I’m not sure why, but we had moved our story meeting to one of the large projection rooms on the second floor of the Animation Building. I had recently joined the story team of Walt Disney’s The Jungle Book and I was still amazed that I was in such illustrious company. I remember we were sitting toward the front of the theater near the screen. I’m not sure why. It was the same location shown in the forties Walt Disney film, “The Reluctant Dragon.” In the motion picture, Walt Disney and Robert Benchley were sitting up front as well. Even though I had been employed by the Disney Studio for at least ten years I still felt oddly out of place. Did I really belong in the company of so many masterful Disney veterans?
I sat with head writer, Larry Clemmons and my story partner, Vance Gerry. We were trying to hammer out a sequence in the film while Larry seemed more interested in regaling us with tales of his show business past. Remember, Larry Clemmons had written for the popular crooner, Bing Crosby back in the forties. For those of you too young to remember, Bing Crosby was an enormous super star back then and his radio show was listened to by millions. Being a writer on the popular prime time show made Larry quite proud and he loved sharing his show business stories of “Derr Bingle” and other Hollywood stars. Vance and I tried to return to The Jungle Book’s plot line but Larry seemed more interested in coming up with funny schtick. For some wacky reason, Larry kept saying how much funnier the scene would be if the character was in drag. Vance and I looked at each other completely befuddled.

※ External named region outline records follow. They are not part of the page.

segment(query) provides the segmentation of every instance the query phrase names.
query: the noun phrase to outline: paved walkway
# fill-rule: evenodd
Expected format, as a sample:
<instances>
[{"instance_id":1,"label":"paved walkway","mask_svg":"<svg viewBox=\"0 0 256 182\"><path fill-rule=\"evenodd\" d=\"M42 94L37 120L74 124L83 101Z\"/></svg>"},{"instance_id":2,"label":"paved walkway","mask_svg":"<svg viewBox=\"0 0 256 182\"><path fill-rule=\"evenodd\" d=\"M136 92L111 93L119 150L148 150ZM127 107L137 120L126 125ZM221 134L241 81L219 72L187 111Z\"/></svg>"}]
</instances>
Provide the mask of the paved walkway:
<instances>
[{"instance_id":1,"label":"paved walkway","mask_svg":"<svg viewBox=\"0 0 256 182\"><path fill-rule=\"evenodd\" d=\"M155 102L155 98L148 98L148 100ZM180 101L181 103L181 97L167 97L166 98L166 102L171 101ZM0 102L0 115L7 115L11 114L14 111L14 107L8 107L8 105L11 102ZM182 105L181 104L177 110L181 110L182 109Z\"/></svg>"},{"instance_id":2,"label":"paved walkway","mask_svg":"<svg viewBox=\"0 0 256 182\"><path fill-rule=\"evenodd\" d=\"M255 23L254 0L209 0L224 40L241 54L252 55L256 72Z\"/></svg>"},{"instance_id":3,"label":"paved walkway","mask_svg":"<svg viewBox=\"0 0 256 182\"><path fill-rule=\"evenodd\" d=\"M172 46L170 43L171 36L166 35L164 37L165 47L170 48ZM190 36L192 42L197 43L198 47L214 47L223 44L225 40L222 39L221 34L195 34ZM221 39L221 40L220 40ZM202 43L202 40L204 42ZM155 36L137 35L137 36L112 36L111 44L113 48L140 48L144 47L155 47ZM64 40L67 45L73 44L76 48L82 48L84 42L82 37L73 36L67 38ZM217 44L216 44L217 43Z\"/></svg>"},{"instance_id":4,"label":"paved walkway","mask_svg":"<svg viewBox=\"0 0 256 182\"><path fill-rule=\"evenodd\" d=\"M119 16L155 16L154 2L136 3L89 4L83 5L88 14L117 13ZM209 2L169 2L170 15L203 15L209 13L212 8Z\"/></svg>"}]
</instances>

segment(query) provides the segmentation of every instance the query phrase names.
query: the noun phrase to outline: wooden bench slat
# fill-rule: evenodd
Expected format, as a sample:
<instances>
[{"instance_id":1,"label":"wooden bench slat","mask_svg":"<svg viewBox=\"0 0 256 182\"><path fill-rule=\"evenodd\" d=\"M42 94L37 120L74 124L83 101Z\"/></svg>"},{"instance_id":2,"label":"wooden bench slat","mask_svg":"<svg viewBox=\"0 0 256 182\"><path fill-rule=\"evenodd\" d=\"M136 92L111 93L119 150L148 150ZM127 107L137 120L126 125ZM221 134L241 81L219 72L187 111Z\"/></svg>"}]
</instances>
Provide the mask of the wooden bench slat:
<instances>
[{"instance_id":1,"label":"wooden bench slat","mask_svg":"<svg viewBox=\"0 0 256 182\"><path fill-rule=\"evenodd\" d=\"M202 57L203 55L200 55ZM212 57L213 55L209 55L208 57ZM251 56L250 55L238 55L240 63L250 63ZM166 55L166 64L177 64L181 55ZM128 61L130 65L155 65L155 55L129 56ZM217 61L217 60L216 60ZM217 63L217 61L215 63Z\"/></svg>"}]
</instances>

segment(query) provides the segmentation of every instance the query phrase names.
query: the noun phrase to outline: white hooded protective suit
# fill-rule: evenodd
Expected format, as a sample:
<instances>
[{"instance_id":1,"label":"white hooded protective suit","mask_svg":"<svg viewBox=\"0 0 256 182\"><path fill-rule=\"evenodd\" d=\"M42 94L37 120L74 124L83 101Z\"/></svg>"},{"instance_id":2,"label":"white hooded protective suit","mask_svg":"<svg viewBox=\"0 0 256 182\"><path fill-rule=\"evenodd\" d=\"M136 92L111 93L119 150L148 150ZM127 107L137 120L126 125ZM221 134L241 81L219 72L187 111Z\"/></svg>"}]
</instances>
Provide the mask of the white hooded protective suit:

Suddenly the doors swung open and we were joined by two of our directing animators, Frank Thomas and Ollie Johnston. The story guys grumbled a bit because they didn’t care for the animators - even directing animators encroaching on story meetings. However, Frank and Ollie were pretty important guys at the Walt Disney Studio and nobody dared kick them out of the meeting. For the most part, Frank Thomas did most of the talking and was eager to share his ideas. Looking back, I think Thomas was eager to get started animating and he was growing impatience with the progress - or lack of progress on the storyline. It would not have mattered in any case because nothing was going to move forward without the approval of Walt Disney. Once again, Larry Clemmons reiterated how funny it would be if one of the characters was in drag. Perhaps that did it, because Frank Thomas and Ollie Johnston decided to leave the meeting and return to their drawing boards in downstairs D-wing.
This fanciful story from the year 1966 has a very satisfying ending. You see, the sequence we were working on was the very same sequence Frank Thomas animated. I can’t say for sure whether Frank animated every single scene, but he sure animated the lion’s share of it and his animation was masterful. I’ll bet you remember all that funny stuff between little Mowgli and Kaa the Python up in the tree? That was the sequence Frank Thomas couldn’t wait to get his hands on. It turns out that sequence was one of the best Vance Gerry and I ever storyboarded. A huge part of what makes that marvelous sequence spring to life is the brilliant animation of Disney Legend, Frank Thomas. Sure, Vance and I put the ideas on the board, but it was Thomas who gave the sequence, charm, fun and vitality.
Thank heavens no one cared all that much about animation back in the sixties. Consequently, we were pretty much left alone to make animated films our own way and to do so without the stress and pressure of filmmaking today. Plus, we only had to answer to one man and that man was Walt Disney. In many ways it was the best job any animation artist could have wished for and we wanted it to go on forever. Naturally, no one knew it at the time, but in the next few months all this would come to an end.